FoodDrinkEurope, an industry group, put together a sustainability vision for 2030, which lists action in three areas: 1) sustainable sourcing, 2) resource efficiency and 3) sustainable consumption, focusing on the consumer side.
"Now this good work has to be taken to the next step, and implemented in real actions on the ground that ensures consumers are given accurate information about the sustainability of the choices they make," said Janez Potočnik, EU environment commissioner.
"It is in the direct interest of the food sector so that those that really invest resources in improving their impacts are rewarded for their efforts; that they are not dismissed as 'green washing'," Potočnik added.
The Commission is expected to follow up on the resource-efficiency roadmap later in 2013 with a Communication on Sustainable Food.
Green diets
Environmental activists, however, don't want the EU's efforts to stop there, and have started exploring the link between people's dietary choices, the environment, and public health.
WWF has compiled information on dietary patterns in Spain, France and Sweden. Unsurprisingly, red meat and highly processed pre-packaged food fared worst on both environmental and health grounds.
"Intake of red meat and high-calorie processed foods has increased.

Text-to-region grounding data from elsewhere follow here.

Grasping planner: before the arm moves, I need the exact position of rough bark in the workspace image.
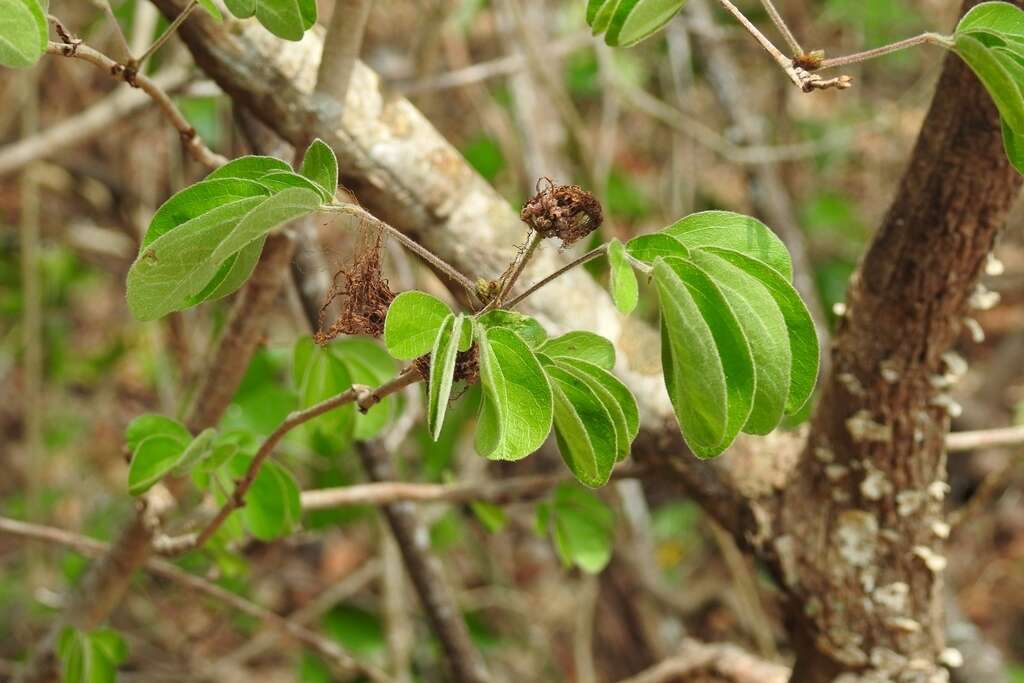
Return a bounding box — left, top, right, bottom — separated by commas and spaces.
775, 5, 1023, 679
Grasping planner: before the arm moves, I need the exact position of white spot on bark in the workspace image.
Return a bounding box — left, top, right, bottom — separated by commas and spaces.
969, 283, 1000, 311
847, 410, 892, 443
913, 545, 948, 572
886, 616, 922, 632
775, 535, 800, 588
880, 358, 902, 384
930, 394, 963, 418
860, 464, 893, 500
815, 446, 836, 463
939, 648, 963, 668
896, 490, 925, 517
986, 253, 1005, 276
931, 520, 951, 539
928, 481, 950, 501
873, 581, 909, 612
837, 510, 878, 568
833, 489, 852, 503
870, 646, 908, 671
833, 302, 847, 317
964, 316, 985, 343
826, 464, 849, 481
839, 372, 866, 397
941, 351, 967, 381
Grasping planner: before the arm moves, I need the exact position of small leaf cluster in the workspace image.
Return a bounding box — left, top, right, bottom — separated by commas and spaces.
586, 0, 688, 47
952, 1, 1024, 173
126, 139, 337, 321
58, 627, 127, 683
536, 483, 615, 573
221, 0, 318, 41
610, 211, 819, 458
123, 414, 301, 542
384, 294, 638, 488
0, 0, 47, 69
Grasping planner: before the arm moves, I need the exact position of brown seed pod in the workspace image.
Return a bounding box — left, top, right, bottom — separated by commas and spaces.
520, 178, 603, 246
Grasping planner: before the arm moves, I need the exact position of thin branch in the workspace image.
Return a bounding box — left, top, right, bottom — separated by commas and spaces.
0, 517, 388, 682
615, 638, 789, 683
357, 441, 491, 683
324, 203, 480, 302
46, 37, 226, 168
759, 0, 802, 54
301, 464, 644, 510
315, 0, 373, 104
168, 367, 423, 554
93, 0, 134, 62
504, 244, 608, 310
134, 0, 198, 67
946, 425, 1024, 453
817, 32, 954, 70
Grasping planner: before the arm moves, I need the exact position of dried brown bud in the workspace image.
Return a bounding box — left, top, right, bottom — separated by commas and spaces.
520, 178, 603, 246
793, 49, 825, 71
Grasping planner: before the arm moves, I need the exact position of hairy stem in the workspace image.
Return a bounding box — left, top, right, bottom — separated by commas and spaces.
817, 32, 955, 70
760, 0, 802, 54
504, 244, 608, 310
324, 203, 480, 304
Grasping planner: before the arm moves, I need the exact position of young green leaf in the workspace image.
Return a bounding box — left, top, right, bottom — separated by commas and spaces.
256, 170, 332, 198
478, 309, 548, 347
1003, 117, 1024, 173
607, 238, 639, 314
127, 435, 187, 496
300, 139, 339, 200
625, 233, 690, 263
588, 0, 688, 47
545, 363, 620, 486
663, 211, 793, 280
226, 454, 302, 540
653, 259, 728, 456
427, 314, 463, 440
127, 187, 321, 320
383, 290, 452, 360
225, 0, 317, 40
538, 331, 616, 370
953, 33, 1024, 132
58, 628, 125, 683
553, 356, 639, 451
207, 155, 292, 181
474, 326, 553, 461
688, 250, 790, 434
547, 484, 615, 573
0, 0, 47, 69
957, 2, 1024, 38
197, 0, 223, 20
124, 414, 191, 452
293, 337, 357, 442
172, 428, 218, 476
707, 248, 819, 414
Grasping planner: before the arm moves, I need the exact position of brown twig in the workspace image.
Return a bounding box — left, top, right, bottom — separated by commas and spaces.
134, 0, 198, 67
45, 38, 226, 168
946, 425, 1024, 452
759, 0, 802, 54
817, 32, 954, 70
0, 516, 388, 682
504, 244, 608, 310
357, 441, 491, 683
166, 367, 422, 554
615, 638, 789, 683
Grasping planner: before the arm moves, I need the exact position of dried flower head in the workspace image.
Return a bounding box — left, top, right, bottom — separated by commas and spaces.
316, 229, 394, 343
520, 178, 603, 246
792, 49, 825, 71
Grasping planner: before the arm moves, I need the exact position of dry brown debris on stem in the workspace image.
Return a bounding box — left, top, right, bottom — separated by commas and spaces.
316, 228, 394, 343
520, 177, 604, 246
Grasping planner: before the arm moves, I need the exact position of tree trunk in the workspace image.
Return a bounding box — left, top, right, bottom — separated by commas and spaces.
777, 3, 1022, 679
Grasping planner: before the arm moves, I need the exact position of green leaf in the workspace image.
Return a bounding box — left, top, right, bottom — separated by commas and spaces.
707, 248, 819, 415
554, 356, 639, 446
610, 0, 688, 47
544, 362, 619, 486
666, 257, 754, 455
224, 0, 256, 17
958, 2, 1024, 37
197, 0, 223, 20
470, 501, 507, 533
58, 628, 122, 683
172, 428, 218, 476
427, 314, 463, 440
625, 233, 691, 263
954, 33, 1024, 132
88, 630, 128, 667
663, 211, 793, 280
124, 414, 190, 452
207, 155, 292, 181
227, 454, 302, 540
689, 250, 790, 434
127, 187, 321, 320
300, 139, 339, 199
548, 484, 614, 573
607, 239, 639, 314
330, 338, 398, 439
477, 310, 548, 347
257, 0, 317, 40
383, 290, 453, 360
475, 325, 553, 461
142, 178, 270, 247
292, 337, 357, 441
128, 435, 188, 496
1003, 116, 1024, 173
0, 0, 47, 69
538, 331, 616, 370
256, 170, 332, 198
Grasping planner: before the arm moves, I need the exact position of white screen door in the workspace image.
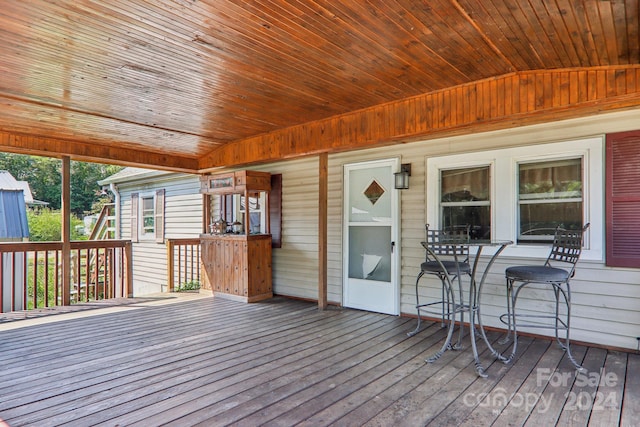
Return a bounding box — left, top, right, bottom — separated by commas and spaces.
343, 159, 400, 315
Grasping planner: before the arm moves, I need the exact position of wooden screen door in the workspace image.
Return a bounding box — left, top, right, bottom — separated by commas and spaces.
343, 159, 400, 315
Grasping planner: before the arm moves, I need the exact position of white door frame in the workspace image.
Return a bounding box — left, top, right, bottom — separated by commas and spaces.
342, 158, 401, 315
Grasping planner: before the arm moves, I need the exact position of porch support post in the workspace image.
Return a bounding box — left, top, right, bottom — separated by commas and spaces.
61, 156, 71, 305
318, 153, 328, 310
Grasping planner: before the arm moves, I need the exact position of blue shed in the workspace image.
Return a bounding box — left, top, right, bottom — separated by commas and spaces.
0, 189, 30, 240
0, 189, 29, 312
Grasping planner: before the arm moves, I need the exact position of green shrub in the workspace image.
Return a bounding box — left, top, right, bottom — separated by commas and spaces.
176, 280, 201, 292
27, 209, 86, 241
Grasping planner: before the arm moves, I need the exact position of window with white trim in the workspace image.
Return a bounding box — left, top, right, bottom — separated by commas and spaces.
131, 189, 165, 243
427, 138, 603, 260
229, 192, 267, 234
140, 194, 155, 238
440, 165, 491, 240
517, 158, 583, 243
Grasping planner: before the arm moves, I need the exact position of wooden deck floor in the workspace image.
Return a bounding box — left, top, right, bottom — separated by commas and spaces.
0, 294, 638, 426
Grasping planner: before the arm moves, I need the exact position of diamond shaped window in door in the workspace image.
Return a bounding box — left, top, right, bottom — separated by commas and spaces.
364, 180, 385, 205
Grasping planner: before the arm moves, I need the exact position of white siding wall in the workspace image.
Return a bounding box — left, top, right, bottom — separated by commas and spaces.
329, 110, 640, 349
260, 109, 640, 350
117, 173, 202, 295
116, 109, 640, 351
250, 159, 324, 300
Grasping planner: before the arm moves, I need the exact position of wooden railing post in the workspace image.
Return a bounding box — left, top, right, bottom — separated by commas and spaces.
125, 240, 133, 298
167, 239, 175, 292
61, 156, 71, 306
318, 153, 328, 310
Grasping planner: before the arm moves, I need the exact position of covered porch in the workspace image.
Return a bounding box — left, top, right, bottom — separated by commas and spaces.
1, 293, 637, 426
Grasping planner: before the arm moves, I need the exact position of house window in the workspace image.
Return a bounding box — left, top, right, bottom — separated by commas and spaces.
427, 138, 603, 260
518, 158, 583, 243
440, 166, 491, 240
141, 195, 155, 237
130, 189, 165, 243
234, 192, 267, 234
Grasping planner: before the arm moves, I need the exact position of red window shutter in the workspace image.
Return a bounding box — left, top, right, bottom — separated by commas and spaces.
606, 131, 640, 267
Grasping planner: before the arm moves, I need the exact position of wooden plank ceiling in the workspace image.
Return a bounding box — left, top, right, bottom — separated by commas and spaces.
0, 0, 638, 172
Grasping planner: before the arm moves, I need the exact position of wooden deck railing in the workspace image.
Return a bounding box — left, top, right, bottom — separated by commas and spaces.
0, 240, 132, 313
166, 238, 201, 292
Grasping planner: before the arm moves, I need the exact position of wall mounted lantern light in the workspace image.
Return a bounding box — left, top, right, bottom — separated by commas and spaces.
394, 163, 411, 190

These trends have negative consequences for public health and the climate impact of national diets," the WWF report said.
Diet-related health issues cited in the report include obesity, cardiovascular diseases, diabetes (type II) and cancers.
A win-win solution for government healthcare budgets and the planet, activists argue, would be to adopt a healthier and greener diet based on the following principles:
  • eat more plants;
  • reduce food waste;
  • eat less meat;
  • cut down on highly processed food; and
  • buy certified sustainable food.
"If adopted, such a diet has not only the potential to improve the health of European citizens but the capacity to provide a 25% reduction in greenhouse gas emissions from the pilot countries food supply chains by 2020," the WWF said.
Whether consumers will buy it remains to be seen.